Quarterly Publication

Document Type : Original Article

Author

LL.B; LL.M in Private Law, LL.M in International Business Law (Shahid Beheshti University of Iran); LL.M in International Oil and Gas Law & Policy (CEPMLP, University of Dundee, UK); DPhil in Law (University of York, UK); Email: hamid.r.younesi@alumni.york.ac.uk

10.22050/pbr.2021.278306.1176

Abstract

The present article aims to argue indirect expropriation in international petroleum agreements and to analyse the response of international arbitrations. In particular, international arbitral awards by the Iran-US Claims Tribunal, the Yukos case as an Energy Charter Treaty Arbitration and certain North American Free Trade Agreement cases have been examined. The recent trend shows that taking of foreign investors’ property may take place not only through legislation or nationalisation but also by indirect methods that can have the same effect as direct expropriation. Indirect expropriation does not necessarily require transfer of legal title from the international oil company to the host state.
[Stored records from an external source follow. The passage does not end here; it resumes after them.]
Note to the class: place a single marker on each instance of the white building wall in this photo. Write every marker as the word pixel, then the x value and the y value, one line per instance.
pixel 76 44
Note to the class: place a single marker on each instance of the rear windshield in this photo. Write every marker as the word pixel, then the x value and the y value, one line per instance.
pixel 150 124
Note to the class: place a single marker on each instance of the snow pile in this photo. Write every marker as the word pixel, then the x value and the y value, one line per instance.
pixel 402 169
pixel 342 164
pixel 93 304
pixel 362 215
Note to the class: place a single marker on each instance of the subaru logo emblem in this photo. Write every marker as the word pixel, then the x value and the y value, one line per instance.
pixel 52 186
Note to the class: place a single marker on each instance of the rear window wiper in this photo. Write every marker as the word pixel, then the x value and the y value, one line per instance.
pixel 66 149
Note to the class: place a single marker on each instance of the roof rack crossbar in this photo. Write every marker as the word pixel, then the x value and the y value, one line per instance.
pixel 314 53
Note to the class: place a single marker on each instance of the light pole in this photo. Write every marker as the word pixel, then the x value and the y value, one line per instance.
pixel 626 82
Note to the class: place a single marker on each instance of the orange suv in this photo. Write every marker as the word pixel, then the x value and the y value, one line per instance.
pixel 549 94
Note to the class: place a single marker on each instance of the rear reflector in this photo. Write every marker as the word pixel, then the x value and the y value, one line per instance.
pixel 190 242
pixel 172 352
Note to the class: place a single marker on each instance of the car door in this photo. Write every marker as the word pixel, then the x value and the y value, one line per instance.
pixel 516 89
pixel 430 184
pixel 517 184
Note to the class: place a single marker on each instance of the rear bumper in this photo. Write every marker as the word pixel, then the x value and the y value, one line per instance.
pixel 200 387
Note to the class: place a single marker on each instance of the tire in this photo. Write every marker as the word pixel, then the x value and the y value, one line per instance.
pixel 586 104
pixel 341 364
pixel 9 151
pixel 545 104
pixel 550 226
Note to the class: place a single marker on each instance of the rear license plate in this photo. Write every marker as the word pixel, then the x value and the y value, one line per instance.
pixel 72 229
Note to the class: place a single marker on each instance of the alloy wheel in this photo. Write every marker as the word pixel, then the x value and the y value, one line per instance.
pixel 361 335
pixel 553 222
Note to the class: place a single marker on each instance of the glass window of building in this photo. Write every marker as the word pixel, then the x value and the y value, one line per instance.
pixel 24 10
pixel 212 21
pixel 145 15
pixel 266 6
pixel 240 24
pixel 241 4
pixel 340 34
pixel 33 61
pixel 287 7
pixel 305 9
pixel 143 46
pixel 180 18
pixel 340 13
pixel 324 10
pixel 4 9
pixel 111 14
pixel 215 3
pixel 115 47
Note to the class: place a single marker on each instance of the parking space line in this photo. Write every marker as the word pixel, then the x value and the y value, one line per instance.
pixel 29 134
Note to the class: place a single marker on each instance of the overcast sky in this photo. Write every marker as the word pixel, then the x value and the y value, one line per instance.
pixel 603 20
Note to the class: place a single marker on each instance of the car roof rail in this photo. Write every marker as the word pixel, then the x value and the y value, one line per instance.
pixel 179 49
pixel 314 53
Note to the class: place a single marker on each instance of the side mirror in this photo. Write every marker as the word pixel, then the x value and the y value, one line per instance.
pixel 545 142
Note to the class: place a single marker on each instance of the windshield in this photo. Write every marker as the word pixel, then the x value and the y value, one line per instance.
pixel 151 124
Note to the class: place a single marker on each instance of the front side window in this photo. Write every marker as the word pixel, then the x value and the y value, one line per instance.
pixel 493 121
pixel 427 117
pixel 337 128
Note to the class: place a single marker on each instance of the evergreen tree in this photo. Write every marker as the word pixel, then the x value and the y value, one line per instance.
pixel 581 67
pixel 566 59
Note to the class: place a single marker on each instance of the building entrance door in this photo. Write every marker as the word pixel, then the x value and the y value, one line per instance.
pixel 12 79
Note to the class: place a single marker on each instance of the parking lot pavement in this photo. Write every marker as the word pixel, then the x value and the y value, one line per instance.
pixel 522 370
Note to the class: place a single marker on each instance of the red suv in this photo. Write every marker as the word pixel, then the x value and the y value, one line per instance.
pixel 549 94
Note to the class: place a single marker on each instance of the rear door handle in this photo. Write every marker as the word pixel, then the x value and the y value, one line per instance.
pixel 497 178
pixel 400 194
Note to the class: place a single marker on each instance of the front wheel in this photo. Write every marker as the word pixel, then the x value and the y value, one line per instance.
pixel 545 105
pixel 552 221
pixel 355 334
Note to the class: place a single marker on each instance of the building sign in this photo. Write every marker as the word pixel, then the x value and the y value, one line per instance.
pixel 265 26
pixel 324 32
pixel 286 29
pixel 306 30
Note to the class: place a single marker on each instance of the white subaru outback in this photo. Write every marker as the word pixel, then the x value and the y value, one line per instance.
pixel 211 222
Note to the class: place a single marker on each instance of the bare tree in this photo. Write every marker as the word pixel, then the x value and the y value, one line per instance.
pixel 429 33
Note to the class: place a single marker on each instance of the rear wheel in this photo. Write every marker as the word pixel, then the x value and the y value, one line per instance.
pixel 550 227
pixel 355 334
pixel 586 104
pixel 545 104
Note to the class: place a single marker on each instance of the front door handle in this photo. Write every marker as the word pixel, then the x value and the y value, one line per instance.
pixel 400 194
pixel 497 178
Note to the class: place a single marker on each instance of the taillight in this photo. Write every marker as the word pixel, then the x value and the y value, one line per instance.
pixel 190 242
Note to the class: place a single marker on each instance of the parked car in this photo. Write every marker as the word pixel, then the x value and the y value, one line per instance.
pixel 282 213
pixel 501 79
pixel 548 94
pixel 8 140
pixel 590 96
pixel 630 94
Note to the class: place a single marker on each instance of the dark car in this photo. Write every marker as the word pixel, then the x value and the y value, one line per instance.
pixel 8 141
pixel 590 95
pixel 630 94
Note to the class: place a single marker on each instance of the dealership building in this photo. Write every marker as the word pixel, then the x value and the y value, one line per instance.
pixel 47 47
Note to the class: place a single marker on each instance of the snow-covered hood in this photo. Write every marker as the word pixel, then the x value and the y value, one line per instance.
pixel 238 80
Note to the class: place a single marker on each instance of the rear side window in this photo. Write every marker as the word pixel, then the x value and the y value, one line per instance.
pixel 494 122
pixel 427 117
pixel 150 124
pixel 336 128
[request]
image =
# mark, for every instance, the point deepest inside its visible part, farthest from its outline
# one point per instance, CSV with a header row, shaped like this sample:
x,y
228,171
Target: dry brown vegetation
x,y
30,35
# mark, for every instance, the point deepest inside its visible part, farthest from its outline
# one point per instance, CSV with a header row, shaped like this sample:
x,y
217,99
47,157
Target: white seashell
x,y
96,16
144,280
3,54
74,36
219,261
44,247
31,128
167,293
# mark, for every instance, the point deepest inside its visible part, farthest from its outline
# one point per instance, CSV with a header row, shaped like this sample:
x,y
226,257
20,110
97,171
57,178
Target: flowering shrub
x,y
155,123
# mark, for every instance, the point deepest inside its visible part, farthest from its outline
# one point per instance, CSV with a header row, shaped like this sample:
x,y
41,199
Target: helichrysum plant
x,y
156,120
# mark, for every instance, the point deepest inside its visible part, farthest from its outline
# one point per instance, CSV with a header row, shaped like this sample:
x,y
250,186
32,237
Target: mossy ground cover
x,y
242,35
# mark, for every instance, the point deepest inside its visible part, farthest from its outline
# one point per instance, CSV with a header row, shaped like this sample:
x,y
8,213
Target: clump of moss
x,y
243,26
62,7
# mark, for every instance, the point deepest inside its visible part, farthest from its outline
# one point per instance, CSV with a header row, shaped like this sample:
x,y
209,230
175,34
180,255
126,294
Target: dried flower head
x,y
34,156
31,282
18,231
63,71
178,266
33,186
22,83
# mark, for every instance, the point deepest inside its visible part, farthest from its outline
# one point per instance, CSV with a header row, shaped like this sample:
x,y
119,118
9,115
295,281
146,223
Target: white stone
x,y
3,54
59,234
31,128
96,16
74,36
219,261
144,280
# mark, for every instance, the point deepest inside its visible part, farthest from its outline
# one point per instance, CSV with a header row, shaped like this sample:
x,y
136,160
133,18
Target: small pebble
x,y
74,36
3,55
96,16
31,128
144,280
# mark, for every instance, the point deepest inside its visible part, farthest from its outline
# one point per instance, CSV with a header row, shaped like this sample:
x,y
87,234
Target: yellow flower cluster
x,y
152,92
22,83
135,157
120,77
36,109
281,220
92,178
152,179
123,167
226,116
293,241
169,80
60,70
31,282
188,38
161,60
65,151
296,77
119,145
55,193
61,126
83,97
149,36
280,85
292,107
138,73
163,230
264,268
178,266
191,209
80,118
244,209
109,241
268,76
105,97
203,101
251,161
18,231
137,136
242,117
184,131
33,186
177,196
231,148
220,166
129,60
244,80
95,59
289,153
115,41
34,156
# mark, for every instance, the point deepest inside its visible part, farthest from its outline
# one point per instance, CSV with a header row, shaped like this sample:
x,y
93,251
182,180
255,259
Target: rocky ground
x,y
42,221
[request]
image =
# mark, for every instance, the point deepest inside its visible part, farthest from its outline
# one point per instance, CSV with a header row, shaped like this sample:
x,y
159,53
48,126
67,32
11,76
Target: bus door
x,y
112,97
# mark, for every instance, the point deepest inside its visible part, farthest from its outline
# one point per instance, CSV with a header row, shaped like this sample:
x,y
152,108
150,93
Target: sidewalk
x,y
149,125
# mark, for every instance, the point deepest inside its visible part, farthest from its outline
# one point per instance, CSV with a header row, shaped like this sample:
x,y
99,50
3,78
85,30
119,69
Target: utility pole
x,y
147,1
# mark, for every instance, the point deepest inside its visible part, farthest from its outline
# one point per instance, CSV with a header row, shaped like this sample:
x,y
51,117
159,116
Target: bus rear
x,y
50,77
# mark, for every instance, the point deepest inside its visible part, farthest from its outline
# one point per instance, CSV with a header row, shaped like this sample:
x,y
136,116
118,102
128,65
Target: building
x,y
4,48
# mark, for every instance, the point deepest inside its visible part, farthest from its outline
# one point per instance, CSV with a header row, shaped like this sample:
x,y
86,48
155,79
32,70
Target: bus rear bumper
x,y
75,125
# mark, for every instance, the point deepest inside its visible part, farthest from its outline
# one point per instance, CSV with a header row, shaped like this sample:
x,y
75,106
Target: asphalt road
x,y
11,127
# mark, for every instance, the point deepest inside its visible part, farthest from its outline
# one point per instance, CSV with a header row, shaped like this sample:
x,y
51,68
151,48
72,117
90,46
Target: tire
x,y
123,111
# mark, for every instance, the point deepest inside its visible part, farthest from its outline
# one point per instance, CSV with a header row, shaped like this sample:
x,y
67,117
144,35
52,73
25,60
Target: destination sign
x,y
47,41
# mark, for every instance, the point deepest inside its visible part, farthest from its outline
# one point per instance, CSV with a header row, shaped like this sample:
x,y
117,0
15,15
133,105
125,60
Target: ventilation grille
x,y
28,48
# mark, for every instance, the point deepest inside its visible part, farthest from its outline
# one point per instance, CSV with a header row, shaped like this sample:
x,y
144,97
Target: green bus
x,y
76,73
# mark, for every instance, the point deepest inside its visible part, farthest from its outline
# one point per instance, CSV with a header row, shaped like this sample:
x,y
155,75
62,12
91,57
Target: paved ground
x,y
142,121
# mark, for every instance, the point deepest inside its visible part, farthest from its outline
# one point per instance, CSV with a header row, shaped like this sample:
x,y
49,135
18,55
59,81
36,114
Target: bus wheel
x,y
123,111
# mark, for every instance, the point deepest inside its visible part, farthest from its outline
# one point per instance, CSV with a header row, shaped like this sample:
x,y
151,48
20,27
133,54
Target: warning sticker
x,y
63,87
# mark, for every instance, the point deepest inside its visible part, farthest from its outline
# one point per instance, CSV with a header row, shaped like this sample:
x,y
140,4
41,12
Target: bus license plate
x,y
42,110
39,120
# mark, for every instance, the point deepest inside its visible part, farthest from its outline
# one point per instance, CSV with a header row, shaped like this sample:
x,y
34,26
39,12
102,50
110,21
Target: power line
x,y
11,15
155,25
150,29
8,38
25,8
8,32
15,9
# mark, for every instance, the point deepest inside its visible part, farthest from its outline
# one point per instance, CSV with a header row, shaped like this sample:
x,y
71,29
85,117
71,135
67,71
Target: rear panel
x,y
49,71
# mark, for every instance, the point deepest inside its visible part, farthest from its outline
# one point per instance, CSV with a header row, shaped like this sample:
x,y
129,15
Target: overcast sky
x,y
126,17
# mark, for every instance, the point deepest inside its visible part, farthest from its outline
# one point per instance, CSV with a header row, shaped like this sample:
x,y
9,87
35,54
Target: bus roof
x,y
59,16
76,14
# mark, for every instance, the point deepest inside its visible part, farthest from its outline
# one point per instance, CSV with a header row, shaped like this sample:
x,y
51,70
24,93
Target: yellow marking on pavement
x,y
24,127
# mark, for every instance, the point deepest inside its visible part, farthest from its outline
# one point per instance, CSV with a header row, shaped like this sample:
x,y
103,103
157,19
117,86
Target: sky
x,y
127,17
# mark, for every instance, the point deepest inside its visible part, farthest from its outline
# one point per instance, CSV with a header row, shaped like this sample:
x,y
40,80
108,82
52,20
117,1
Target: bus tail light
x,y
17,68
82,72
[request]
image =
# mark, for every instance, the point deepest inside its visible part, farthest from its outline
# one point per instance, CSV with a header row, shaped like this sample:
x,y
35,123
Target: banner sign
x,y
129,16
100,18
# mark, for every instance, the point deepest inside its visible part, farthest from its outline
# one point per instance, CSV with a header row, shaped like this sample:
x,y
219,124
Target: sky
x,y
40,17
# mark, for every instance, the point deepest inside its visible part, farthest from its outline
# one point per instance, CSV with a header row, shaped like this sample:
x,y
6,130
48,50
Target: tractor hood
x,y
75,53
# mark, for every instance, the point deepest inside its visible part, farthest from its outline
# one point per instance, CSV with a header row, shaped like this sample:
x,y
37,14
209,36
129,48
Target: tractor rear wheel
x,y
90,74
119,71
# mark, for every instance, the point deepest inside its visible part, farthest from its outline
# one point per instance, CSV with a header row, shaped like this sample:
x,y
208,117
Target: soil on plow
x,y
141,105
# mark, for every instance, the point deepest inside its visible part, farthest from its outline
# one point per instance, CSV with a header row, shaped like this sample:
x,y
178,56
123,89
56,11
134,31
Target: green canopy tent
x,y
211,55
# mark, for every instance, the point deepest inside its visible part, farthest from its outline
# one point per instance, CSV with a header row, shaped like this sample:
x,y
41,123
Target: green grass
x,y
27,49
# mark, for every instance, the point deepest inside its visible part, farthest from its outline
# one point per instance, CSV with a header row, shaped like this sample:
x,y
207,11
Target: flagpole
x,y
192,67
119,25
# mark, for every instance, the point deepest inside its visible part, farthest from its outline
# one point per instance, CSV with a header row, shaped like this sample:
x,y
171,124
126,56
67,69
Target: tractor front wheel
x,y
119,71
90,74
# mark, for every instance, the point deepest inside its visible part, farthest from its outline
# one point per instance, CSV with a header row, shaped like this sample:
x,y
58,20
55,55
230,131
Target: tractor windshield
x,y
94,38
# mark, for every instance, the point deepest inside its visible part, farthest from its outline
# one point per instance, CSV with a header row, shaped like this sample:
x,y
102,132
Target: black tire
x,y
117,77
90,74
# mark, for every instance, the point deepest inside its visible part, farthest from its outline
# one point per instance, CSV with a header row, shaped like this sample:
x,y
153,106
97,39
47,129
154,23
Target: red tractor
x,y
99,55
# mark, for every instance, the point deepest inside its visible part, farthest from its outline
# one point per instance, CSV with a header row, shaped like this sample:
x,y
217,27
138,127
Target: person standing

Hence, it is difficult to make a distinction between legitimate regulation and measures, which are tantamount to expropriation with the payment of compensation. The identification of an indirect expropriation is complex and depends upon the examination of the legitimate expectations of the investor concerning enjoyment of its investment. Host governments may employ different methods to achieve what amounts to direct taking, but without acknowledging it as such, to avoid legal consequences of expropriation and then payment of compensation.